Prior to this, from September 1990 to August 2000, Bénard was Director of the European Scout Office, in charge of supporting the National Scout Organizations in the European Region. His biggest challenge was the relaunching of Scouting in Central and Eastern Europe after the fall of the Communist régime.
from September 1986 to August 1990, Bénard was Executive Director of the Association pour le Développement des Immigrants (AFDI), running five training centers in the Region of Paris, to support the integration of foreign workers and their families coming from Africa. AFDI specialized in literacy and vocational training.
From August 1983 to August 1986, Bénard was Director of the Volunteers' Service of the Association Française des Volontaires du Progrès (AFVP) the French equivalent of Voluntary Service Overseas or the Peace Corps, in charge of recruiting and training the long term volunteers working on development projects in Africa and in the Caribbean.

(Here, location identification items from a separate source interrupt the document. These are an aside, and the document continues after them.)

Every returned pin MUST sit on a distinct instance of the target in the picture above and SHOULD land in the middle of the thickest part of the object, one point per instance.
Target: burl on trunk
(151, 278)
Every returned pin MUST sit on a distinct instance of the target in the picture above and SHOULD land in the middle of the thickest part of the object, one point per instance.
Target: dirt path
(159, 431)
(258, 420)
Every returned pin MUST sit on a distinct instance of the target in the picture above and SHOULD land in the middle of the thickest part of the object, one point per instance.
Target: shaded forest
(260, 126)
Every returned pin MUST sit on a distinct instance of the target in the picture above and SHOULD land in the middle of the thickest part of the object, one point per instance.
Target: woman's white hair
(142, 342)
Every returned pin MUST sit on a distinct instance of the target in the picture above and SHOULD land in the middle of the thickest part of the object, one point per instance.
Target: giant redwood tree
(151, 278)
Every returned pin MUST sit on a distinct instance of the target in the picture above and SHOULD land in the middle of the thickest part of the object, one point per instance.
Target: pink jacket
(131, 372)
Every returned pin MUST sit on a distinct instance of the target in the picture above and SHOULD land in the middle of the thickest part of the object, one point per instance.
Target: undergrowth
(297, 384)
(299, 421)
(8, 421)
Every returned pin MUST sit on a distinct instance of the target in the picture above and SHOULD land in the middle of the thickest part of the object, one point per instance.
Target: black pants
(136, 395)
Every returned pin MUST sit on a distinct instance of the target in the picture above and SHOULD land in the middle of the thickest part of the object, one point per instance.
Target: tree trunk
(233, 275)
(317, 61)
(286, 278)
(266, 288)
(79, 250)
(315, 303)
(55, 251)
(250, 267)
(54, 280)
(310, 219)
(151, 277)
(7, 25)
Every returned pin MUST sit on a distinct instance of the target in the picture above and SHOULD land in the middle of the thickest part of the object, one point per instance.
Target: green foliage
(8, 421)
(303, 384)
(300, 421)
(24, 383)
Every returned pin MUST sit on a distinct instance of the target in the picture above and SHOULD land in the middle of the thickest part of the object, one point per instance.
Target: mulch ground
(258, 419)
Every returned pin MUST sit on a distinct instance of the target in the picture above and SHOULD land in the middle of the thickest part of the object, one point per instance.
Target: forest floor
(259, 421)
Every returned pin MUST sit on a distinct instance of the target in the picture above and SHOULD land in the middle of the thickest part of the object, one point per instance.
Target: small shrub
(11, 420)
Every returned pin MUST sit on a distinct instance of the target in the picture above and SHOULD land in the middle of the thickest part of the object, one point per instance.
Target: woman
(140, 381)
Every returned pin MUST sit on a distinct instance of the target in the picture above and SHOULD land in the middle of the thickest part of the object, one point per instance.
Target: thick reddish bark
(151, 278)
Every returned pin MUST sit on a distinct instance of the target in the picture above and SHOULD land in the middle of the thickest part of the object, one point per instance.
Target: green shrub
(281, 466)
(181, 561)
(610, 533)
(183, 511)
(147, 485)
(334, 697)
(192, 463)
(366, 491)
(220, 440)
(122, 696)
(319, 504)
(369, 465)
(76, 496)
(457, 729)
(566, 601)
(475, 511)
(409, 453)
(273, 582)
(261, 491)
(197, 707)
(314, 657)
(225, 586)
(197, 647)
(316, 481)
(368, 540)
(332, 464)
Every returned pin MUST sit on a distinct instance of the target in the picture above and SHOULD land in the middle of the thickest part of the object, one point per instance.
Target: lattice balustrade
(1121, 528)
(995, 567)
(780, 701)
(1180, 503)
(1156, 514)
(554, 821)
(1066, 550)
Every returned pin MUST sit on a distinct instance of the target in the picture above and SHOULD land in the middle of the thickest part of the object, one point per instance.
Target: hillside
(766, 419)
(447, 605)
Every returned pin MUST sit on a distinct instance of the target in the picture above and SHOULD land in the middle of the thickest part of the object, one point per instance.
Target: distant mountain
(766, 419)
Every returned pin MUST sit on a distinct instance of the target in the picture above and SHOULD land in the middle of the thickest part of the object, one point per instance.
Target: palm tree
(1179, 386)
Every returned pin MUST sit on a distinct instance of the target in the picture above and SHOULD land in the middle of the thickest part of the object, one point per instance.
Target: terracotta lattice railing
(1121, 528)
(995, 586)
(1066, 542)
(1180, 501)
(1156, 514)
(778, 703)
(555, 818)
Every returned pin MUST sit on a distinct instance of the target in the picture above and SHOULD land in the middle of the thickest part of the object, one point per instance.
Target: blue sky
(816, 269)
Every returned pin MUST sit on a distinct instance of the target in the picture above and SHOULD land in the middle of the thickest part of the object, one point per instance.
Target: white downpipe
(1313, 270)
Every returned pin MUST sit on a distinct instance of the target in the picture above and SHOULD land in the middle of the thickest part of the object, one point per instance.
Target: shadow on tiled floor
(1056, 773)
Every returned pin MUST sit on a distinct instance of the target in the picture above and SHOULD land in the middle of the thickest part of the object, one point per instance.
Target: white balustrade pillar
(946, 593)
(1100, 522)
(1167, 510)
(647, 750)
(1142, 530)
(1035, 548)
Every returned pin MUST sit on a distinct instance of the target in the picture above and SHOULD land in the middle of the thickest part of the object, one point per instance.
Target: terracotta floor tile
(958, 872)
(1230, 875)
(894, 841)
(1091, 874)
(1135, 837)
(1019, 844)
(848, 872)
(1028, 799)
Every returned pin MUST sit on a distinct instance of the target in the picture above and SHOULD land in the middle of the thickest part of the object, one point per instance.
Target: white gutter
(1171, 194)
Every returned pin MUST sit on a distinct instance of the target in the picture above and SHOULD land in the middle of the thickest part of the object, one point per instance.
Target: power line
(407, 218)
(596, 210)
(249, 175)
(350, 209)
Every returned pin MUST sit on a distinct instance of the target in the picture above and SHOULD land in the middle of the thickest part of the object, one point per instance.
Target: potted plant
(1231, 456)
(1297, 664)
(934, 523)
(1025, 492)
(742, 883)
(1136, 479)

From September 1977 to July 1983, Bénard was Executive Commissioner of the Scouts de France, the Chief Executive of the main Scout Association in Africa (about 100,000 members and 120 professionals) Template:Which?. From September 1975 to August 1977, Bénard was National Program and Training Commissioner of the SdF, in charge of managing a team to develop youth programs and adult training schemes. From September 1970 to August 1975, Bénard was National Scout Executive of the SdF, the Executive in charge of the Scout section (11 to 15 years old), supporting a team of volunteers and a network of Assistant District Commissioners in charge of the Scout Section (about 18,000 members).
From September 1965 to August 1970, Bénard was in charge of running Ministry of Education psychological examinations, interviews and tests for children facing difficulties of adaptation, and counseling teachers on the way to solve the difficulties. Bénard was also counseling young people on their learning and vocational choices, in Évreux, France.